I've already written a bit about when and when not to use these very specific and obscure features. The short answer is you probably don't want to use them at all unless you really want to; you're also limiting yourself to GCC, which might or might not be okay for you. That's all I am going to say about that matter this time. Consider yourselves warned!

And now, without further ado, let's tell our compiler to look the other way!

Nothing to see here, move along

There are times when our compiler cannot possibly know about control flow. Consider the example of e, an editor I wrote about previously. The main event loop looks more or less like this:

void event_loop(editor e) {
  while (1) {
    redraw_screen(e);
    e = process_key(e);
  }
}

int main() {
  editor e = setup_editor(e);
  event_loop(e);
}
Fig. 1: An artistic rendition of e's event loop.

This loop obviously never terminates. Instead, my library calls exit() internally when certain keys are pressed, and a registered cleanup function is called.
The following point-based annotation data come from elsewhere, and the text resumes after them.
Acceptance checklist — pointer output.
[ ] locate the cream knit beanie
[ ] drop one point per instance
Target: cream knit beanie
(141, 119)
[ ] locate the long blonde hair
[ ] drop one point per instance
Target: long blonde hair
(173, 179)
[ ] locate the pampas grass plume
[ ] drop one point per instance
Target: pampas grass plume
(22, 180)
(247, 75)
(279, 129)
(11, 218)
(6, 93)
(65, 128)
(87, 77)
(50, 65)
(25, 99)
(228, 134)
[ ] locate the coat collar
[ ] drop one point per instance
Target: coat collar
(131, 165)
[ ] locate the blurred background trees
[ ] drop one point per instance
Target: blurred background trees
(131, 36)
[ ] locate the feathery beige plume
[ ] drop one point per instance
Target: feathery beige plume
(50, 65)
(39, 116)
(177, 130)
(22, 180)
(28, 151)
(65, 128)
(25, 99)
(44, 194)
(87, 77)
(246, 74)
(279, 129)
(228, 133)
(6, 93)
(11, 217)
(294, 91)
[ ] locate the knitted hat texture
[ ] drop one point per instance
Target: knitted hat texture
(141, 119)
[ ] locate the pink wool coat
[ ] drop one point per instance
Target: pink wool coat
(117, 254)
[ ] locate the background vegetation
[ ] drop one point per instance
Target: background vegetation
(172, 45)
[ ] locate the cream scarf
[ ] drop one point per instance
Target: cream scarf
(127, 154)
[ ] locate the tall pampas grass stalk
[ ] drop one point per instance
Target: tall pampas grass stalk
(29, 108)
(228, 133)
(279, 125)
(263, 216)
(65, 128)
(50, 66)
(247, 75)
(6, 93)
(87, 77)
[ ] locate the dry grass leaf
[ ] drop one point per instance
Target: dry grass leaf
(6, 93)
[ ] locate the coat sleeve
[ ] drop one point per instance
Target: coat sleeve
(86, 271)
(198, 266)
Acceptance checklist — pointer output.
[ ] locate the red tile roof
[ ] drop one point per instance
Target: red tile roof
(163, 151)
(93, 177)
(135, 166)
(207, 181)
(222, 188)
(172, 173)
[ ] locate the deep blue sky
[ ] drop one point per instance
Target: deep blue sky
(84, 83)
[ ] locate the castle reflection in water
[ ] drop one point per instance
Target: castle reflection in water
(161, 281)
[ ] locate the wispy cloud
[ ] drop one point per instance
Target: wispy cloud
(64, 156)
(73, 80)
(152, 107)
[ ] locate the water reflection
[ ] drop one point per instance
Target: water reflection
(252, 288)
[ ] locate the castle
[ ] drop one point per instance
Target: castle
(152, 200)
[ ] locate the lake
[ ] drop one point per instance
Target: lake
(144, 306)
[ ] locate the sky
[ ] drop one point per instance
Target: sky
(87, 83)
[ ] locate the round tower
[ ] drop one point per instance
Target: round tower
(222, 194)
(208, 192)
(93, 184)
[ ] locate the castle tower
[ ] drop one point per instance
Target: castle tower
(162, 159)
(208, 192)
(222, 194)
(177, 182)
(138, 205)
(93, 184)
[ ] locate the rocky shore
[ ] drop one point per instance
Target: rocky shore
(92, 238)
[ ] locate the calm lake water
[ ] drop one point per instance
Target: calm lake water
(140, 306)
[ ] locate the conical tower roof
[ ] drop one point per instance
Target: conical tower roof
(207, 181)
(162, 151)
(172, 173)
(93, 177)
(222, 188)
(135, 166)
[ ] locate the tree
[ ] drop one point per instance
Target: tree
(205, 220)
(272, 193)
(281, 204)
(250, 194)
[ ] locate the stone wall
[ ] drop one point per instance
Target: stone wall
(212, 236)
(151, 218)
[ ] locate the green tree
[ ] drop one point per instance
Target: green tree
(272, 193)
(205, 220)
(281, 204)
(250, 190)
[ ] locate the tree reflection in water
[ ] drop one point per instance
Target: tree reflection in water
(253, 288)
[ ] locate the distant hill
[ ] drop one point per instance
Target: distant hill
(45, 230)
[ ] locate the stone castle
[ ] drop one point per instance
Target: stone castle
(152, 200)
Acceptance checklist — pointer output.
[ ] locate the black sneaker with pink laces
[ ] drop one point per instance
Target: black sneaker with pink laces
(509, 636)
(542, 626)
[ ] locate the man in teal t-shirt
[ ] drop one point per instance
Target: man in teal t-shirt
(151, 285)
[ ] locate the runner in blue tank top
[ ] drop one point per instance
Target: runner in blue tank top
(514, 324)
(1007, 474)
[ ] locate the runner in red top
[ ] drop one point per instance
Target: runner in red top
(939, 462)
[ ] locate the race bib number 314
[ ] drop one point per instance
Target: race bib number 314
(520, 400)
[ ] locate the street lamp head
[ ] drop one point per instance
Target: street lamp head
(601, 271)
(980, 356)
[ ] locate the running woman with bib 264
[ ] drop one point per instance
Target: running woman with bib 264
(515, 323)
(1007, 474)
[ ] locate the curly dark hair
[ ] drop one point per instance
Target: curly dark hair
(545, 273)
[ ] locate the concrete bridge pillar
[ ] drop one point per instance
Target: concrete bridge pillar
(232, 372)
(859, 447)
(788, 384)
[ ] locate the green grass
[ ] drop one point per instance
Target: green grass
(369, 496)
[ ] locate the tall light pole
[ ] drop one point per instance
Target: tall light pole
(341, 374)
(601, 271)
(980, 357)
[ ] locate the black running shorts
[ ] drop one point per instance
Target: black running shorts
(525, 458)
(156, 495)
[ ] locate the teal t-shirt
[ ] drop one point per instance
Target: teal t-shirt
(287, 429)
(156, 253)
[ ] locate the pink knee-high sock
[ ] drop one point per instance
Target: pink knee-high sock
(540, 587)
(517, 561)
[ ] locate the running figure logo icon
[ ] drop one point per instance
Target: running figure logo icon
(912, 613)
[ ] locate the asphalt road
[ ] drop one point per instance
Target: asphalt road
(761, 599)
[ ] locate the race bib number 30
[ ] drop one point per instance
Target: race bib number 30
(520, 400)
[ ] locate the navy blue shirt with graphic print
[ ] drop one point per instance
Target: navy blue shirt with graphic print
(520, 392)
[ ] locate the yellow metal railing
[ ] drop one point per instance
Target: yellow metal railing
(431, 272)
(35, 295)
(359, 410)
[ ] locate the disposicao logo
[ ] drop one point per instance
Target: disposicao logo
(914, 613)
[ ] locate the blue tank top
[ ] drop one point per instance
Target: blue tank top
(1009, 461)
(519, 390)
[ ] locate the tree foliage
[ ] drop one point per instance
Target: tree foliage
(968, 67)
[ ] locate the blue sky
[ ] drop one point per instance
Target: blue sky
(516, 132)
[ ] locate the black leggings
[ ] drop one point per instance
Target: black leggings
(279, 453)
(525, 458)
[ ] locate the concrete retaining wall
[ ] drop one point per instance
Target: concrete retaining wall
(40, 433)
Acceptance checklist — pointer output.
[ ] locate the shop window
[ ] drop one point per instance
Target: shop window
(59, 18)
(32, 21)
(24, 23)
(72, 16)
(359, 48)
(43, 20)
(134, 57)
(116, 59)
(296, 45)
This is all well and good, but I declared my main() function to return an int. GCC will helpfully complain about this—provided we turn on certain warning levels or turn on -Wreturn-type manually:

main.c: in function 'main':
t.c:61:1: warning: control reaches end of
non-void function [-Wreturn-type]
Fig. 2: GCC being unhappy with me.

If I put __builtin_unreachable(); at the end of the function, though, the error vanishes. To be clear: this has implications on the generated machine code. It will prevent GCC from creating code to return from the function. More importantly, though, it means fewer warnings and clear, stated intent, which is what makes me write it.

It is also useful if we're writing inline assembly that performs jumps. I'm not sure how many of my readers do that, but I'm sure all of them are eager to know that __builtin_unreachable comes to the rescue there as well. Let me give you a contrived example:

void helper() {
  asm("jump_towards_me:");
  puts("hi!");
}

int main() {
  asm("jmp jump_towards_me");
}
Fig. 3: Jumping around for no good reason.

Don't do this at home. This is not good. If you need to do something like that, you're probably better off using setjump/longjump, which I've used before for implementing tail recursion. But it is tedious, brittle, and best avoided. Still, isn't it a great comfort that even in this case we can make the error go away by inserting a single __builtin_unreachable?

Builtins are amazing!

The more I read about them, the more I appreciate GCC's builtins, even if I sacrifice portability by using them. They're just damn handy.